Reference and Application Ontologies
James Malone and Helen Parkinson
European Bioinformatics Institute, Cambridge, CB10 1SD, UK
An application ontology is an ontology engineered for a specific use or application focus and whose scope is specified through testable use cases. The application ontology will often use or reference canonical ontologies to construct ontological classes and relationships between classes. Application ontologies are used when modeling cross-domain experiments in biology, for data annotation or visualization and for producing data driven views across reference ontologies for specific user groups.
Helen Parkinson is a geneticist who was seduced to the dark side (Bioinformatics) 10 years ago. She manages and annotates high throughput functional genomics data for the ArrayExpress database and Atlas of Gene Expression hosted at The European Bioinformatics Institute. She also builds ontologies such as EFO and OBI to annotate these data.
James Malone is a knowledge engineer and computer scientist who builds ontologies and triple stores at the EBI. He is a Newcastle United supporter and therefore often disappointed.
There are many reference or ‘canonical’ ontologies in biomedicine. Organizations such as the OBO Foundry aim to organise these reference ontologies into a collection of non-overlapping or ‘orthogonal’ and interoperable resources. There are challenges in integrating, building and consuming reference ontologies. Current reference ontologies are not fully interoperable as they are constructed in different styles, using different tools and often do not share a common upper level ontololgy.
Consequently the import of all or part of most reference ontologies into a single resource is not practical or feasible. Furthermore, importing and combining large ontologies like FMA produces very large ontologies which cause scaling problems when performing reasoning using description logics. There is also an issue of coverage; reference ontologies do not necessarily contain sufficient combinations of classes (e.g. intersections or unions) to represent experimental data. For example information about a cell line includes a cell type and tissue from which it derives, and information about the individual from which tissue was obtained.
Motivation for developing Application Ontologies
Application ontologies are typical used when crossing domains e.g. transcriptomics and genomics, or combining annotation on the sample, gene and experiment dimensions. Let’s consider a gene expression use case: we’d like to make statements about experimental processes, assays, cell types, cell lines, diseases and chemical compounds used to treat cell lines which are experimental models for disease. Performing queries using all these concepts requires that reference ontologies are fully integrated. An application ontology resolves these issues by importing all or parts of reference ontologies that are required to support the application use cases and by integrating along a common axis.
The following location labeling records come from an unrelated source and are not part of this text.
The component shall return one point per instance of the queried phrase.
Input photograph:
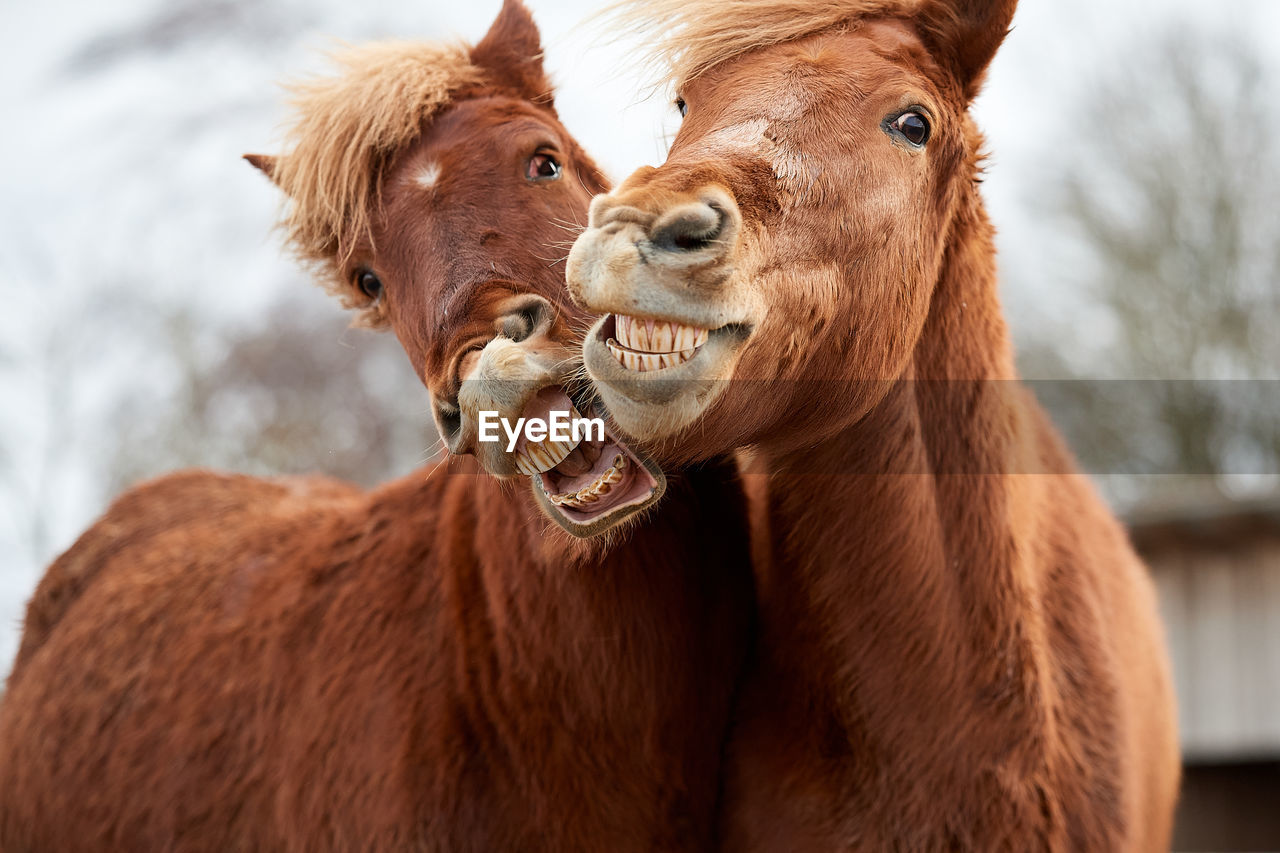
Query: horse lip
(617, 515)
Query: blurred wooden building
(1217, 569)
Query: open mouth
(644, 345)
(641, 345)
(588, 484)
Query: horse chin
(653, 404)
(617, 484)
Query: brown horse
(232, 664)
(959, 648)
The common axis may be an upper level ontology or via a structure that best represents the needs of the application e.g. driven by the data.
Application ontologies can also offer alternative ‘views’ on the reference ontologies by producing specific user or domain-oriented definitions for ontology classes. This may involve producing a definition that a particular community will relate to (given the application focus) (e.g. ‘normalization’ may have several meanings depending upon the context and application focus) or rendering class labels for a specific user community.
An application ontology should be evaluated against a set of use cases and competenecy questions which represent the scope and requirements of the particular application. For example, a user query use case may contain the competency question ‘what cancer cell line data is there’. This requires sufficient ontological coverage to capture the concept of ‘cancer cell line’.
Examples of Application Ontologies
The EBI’s Experimental Factor Ontology is used to represent sample variables from gene expression experimental data. EFO imports classes from multiple reference ontologies and produces new classes which add additional knowledge to reference ontology classes in order to meet querying and curation use cases.
The NeuroInformatics Framework – NIF (NIF), formerly known as BIRN, have produced the NIFSTD ontology. NIF is ‘A dynamic inventory of Web-based neuroscience resources: data, materials, and tools accessible via any computer connected to the Internet’. NIF has two application resources:
1. NIFSTD an ontology with separate modules covering major domains of neuroscience: anatomy, cell, subcellular, molecule, function and dysfunction.
2. NeuroLex has detailed concepts for describing experimental techniques and instruments typically employed to carry out neuroscientific studies, as well as concepts for describing digital resources being created throughout the neuroscience community.
Both NIFSTD and NeuroLex are non-orthogonal to OBO foundry ontologies and contain cross references to e.g. FMA terms, adding local terms when needed.
Application ontologies are used to meet specific use cases and consume reference ontologies. They have some drawbacks which must be managed if they are to be used successfully.
1. Scaling can be an issue, terms need to be imported and ontologies can become large quickly.
2. Ontologies change rapidly, therefore importing classes without checking if these are still current can mean inbuilt obsolesence. Agent technology can be used to manage this.
This paper is an open access work distributed under the terms of the Creative Commons Attribution License 2.5 (http://creativecommons.org/licenses/by/2.5/), which permits unrestricted use, distribution, and reproduction in any medium, provided that the original author and source are attributed.
The paper and its publication environment form part of the work of the Ontogenesis Network, supported by EPSRC grant EP/E021352/1.